Me encantaría decir que el olor que más asocio con el trabajo en un restaurante es algo agradable o seductor. El olor a hierba brillante de un cuenco lleno de hierbas recién recogidas. El olor agridulce de las cebollas que se derrumban en un rondo gigante. Grandes sartenes llenas de tocino ahumado chisporroteando en el horno.
Pero, para ser honesto, el olor que más me transporta a mis días en la trastienda no es la comida en absoluto: es la lejía. Blanquear los mostradores y el suelo era la última tarea que tenía que realizar antes de salir y acercarme a la barra para tomar mi copa de turno, y aunque disfrutaba de la finalidad del gesto, el olor del producto era espantoso. El olor a cloro, acre y nauseabundo, siempre se sobreponía a los deliciosos olores de lo que se había cocinado esa noche.

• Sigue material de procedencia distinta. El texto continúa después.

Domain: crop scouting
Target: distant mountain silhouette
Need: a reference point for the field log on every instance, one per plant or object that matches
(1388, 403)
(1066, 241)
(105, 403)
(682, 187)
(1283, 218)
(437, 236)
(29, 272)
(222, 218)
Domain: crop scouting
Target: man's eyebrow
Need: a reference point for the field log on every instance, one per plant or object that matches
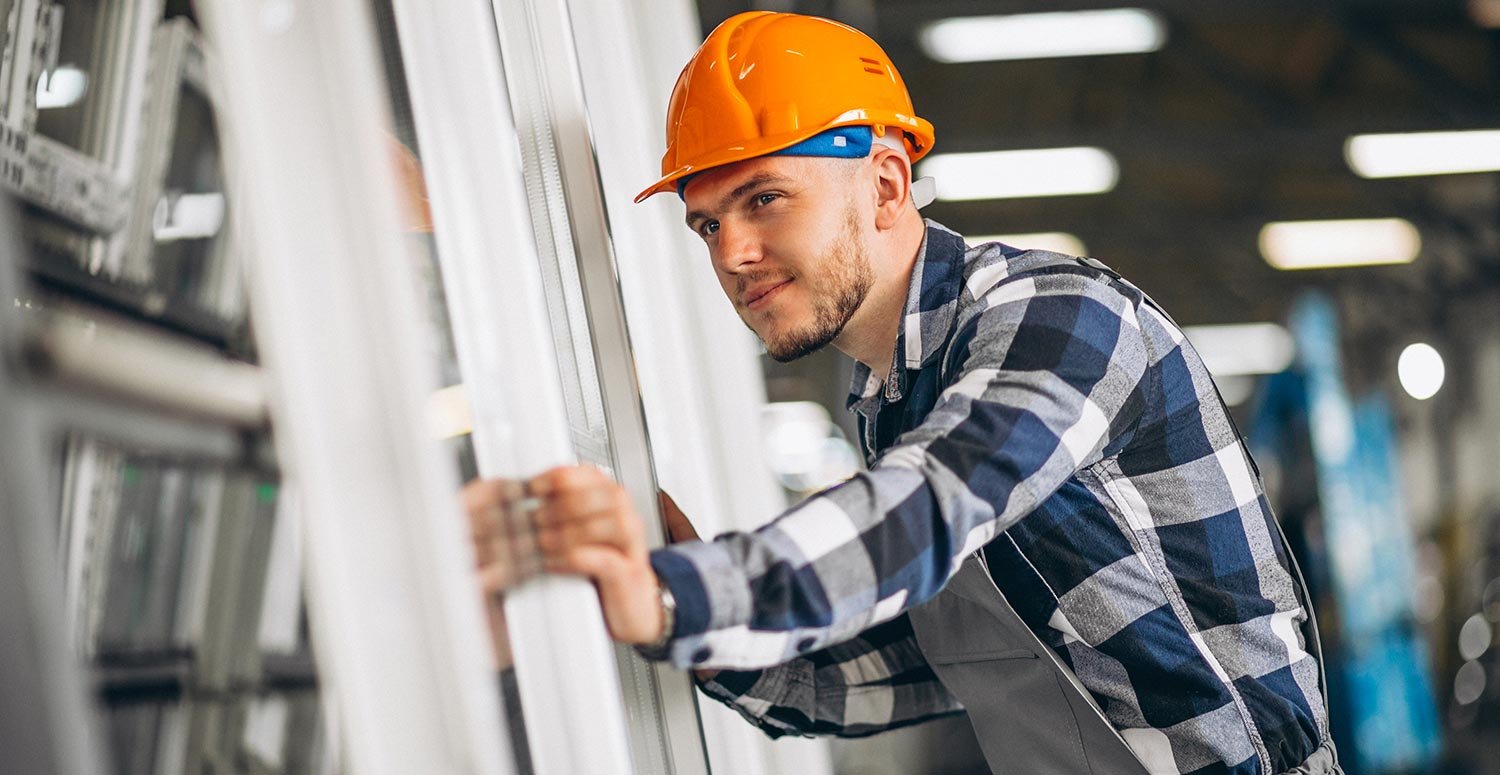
(735, 195)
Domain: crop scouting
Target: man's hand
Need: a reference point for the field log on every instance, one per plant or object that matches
(587, 525)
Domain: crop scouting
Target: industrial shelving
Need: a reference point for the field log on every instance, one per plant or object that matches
(129, 359)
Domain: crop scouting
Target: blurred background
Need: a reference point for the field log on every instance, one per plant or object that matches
(1311, 191)
(279, 276)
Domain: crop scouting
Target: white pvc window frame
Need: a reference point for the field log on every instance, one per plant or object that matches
(701, 378)
(473, 168)
(398, 628)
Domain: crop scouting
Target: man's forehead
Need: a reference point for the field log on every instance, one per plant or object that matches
(707, 188)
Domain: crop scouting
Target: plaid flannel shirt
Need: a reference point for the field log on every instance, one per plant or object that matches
(1049, 412)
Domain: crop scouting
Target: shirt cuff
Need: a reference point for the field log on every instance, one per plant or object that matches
(708, 591)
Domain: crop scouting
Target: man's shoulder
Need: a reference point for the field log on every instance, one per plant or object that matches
(996, 273)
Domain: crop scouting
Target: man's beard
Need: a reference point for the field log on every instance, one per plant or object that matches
(843, 281)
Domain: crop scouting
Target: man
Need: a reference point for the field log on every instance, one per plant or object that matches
(1059, 531)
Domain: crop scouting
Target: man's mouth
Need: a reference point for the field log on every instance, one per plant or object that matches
(762, 296)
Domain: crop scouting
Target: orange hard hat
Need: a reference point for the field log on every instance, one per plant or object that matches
(765, 81)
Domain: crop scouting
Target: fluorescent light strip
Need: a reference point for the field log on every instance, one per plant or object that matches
(1238, 350)
(1302, 245)
(1058, 242)
(1082, 33)
(1424, 153)
(1022, 174)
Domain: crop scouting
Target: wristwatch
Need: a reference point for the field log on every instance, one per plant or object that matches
(657, 651)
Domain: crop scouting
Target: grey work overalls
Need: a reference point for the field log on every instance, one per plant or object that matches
(1028, 709)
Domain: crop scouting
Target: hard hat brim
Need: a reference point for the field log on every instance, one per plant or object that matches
(909, 125)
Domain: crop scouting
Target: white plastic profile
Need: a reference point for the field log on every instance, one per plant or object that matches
(501, 327)
(701, 377)
(398, 628)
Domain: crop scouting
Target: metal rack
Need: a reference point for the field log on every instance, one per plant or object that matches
(161, 505)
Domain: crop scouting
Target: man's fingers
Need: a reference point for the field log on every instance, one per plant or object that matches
(599, 562)
(618, 529)
(582, 504)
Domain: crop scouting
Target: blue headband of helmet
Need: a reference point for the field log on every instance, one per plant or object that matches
(839, 143)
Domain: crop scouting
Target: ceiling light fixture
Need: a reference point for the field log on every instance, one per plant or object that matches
(1302, 245)
(1079, 33)
(1020, 174)
(1421, 371)
(1424, 153)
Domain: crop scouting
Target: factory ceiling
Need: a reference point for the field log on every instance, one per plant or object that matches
(1238, 120)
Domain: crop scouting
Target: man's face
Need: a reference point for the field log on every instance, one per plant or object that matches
(788, 245)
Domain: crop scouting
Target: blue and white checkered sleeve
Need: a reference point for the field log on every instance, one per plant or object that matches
(872, 682)
(1041, 380)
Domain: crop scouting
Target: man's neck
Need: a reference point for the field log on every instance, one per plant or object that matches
(872, 332)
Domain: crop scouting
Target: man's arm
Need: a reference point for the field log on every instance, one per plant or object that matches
(1043, 380)
(873, 682)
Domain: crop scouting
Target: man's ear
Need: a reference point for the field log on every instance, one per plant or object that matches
(893, 186)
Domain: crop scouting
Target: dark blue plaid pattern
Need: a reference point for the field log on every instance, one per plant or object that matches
(1046, 411)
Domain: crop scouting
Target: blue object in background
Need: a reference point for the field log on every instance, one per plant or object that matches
(1385, 715)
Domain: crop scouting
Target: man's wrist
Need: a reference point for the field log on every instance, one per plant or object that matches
(668, 606)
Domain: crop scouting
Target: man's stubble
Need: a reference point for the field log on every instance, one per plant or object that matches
(837, 288)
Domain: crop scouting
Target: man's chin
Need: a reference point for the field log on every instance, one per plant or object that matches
(788, 351)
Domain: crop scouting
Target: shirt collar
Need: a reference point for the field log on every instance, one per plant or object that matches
(932, 300)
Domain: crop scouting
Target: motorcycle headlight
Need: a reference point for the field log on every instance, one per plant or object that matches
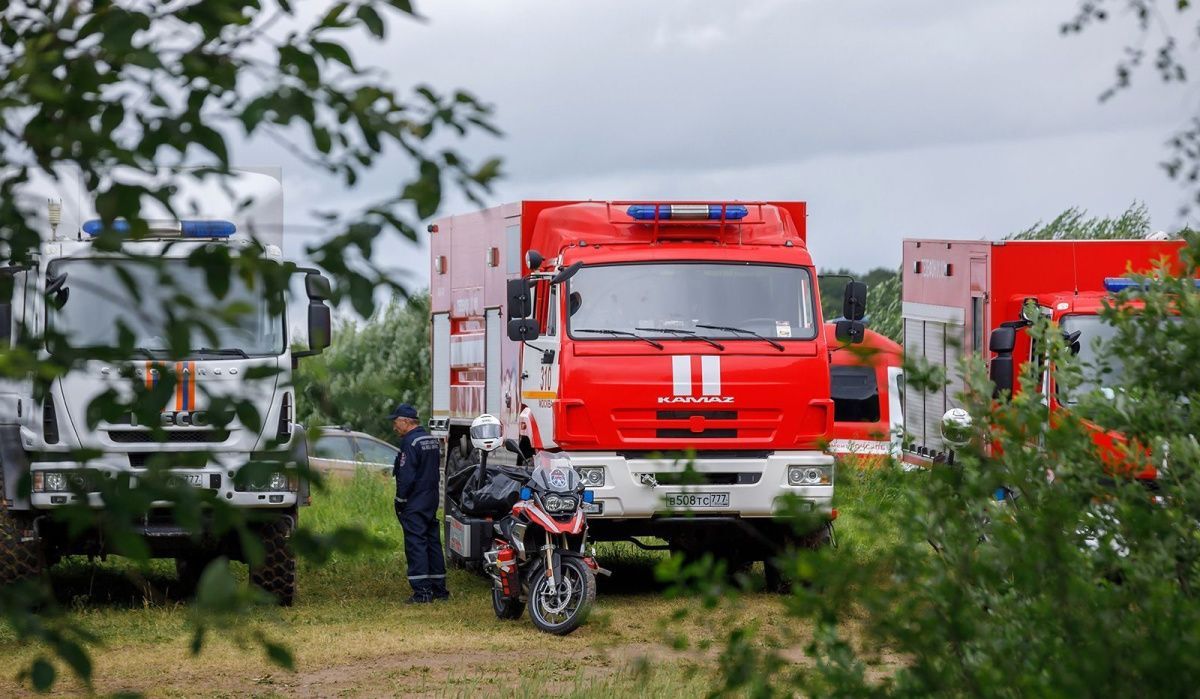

Ahora, como cocinero casero sin las restricciones draconianas del Departamento de Salud, evito el producto como la peste, junto con la mayoría de los limpiadores comerciales, para ser honesto. ¿Por qué iba a rociar algo que necesita una etiqueta de Control de Venenos cerca de los alimentos que consumo y de los utensilios que utilizo para prepararlos? Cuando dejé los restaurantes para trabajar en BA, una botella de spray llena de vinagre blanco destilado diluido se convirtió en mi recurso para limpiar las encimeras, las mesas de la cocina y los estantes del frigorífico en casa.
Cuando crecía, recuerdo a mi tía abuela Ginebra (qué nombre, ¿verdad?) limpiando toda su casa con este producto. Los estudios demuestran que es un desinfectante casi tan eficaz como las soluciones de limpieza a base de productos químicos, y además es muy barato. (La única cosa en la que no se puede utilizar es en el mármol, ya que la acidez opaca el acabado.)
¿El único inconveniente de limpiar con vinagre? Pues que hace que tu casa huela como un local de pescado y patatas fritas, lo cual -no me malinterpretes- es mucho mejor que una piscina pública después de un «accidente». Sin embargo, es un poco en el, er, lado agudo. Entre: vinagre de cítricos.
Empecé a hacer vinagre de cítricos el año pasado después de recibir un cargamento de diez libras de magníficas mandarinas, ombligos y satsumas directamente de una granja en Ojai, California. En lugar de tirar las cáscaras directamente a la basura tras uno de mis atracones de cítricos después de la cena, empecé a guardarlas en un gran tarro de cristal en la nevera. Una vez que el tarro estaba lleno, añadí suficiente vinagre blanco destilado para cubrir las cáscaras, atornillé la tapa y lo dejé reposar en la encimera durante una semana más o menos.
El resultado fue mágico: infundido con todos los gloriosos aceites de los cítricos atrapados en esas cáscaras, el vinagre agudo y de una sola nota se transformó en sol líquido. Bueno, eso es un poco exagerado: seguía oliendo a vinagre, pero a vinagre muy, muy aromático y cítrico, y era mucho mejor que la lejía. Metí el líquido teñido de naranja en una botella de spray, lo diluí 50/50 con agua y desde entonces soy una devota.
En la actualidad, empiezo una tanda cada vez que cojo una de esas cajas de madera de clementinas que se encuentran en los supermercados en invierno. Si guardo las cáscaras -asegúrate de que no tienen restos de fruta, que pueden hacer que el vinagre se vuelva pegajoso- en un tarro en la nevera, me aseguro de tener suficiente vinagre de cítricos para mantener la cocina fresca todo el año. Y si alguna vez echo de menos el olor del trabajo en el restaurante, me voy a la piscina.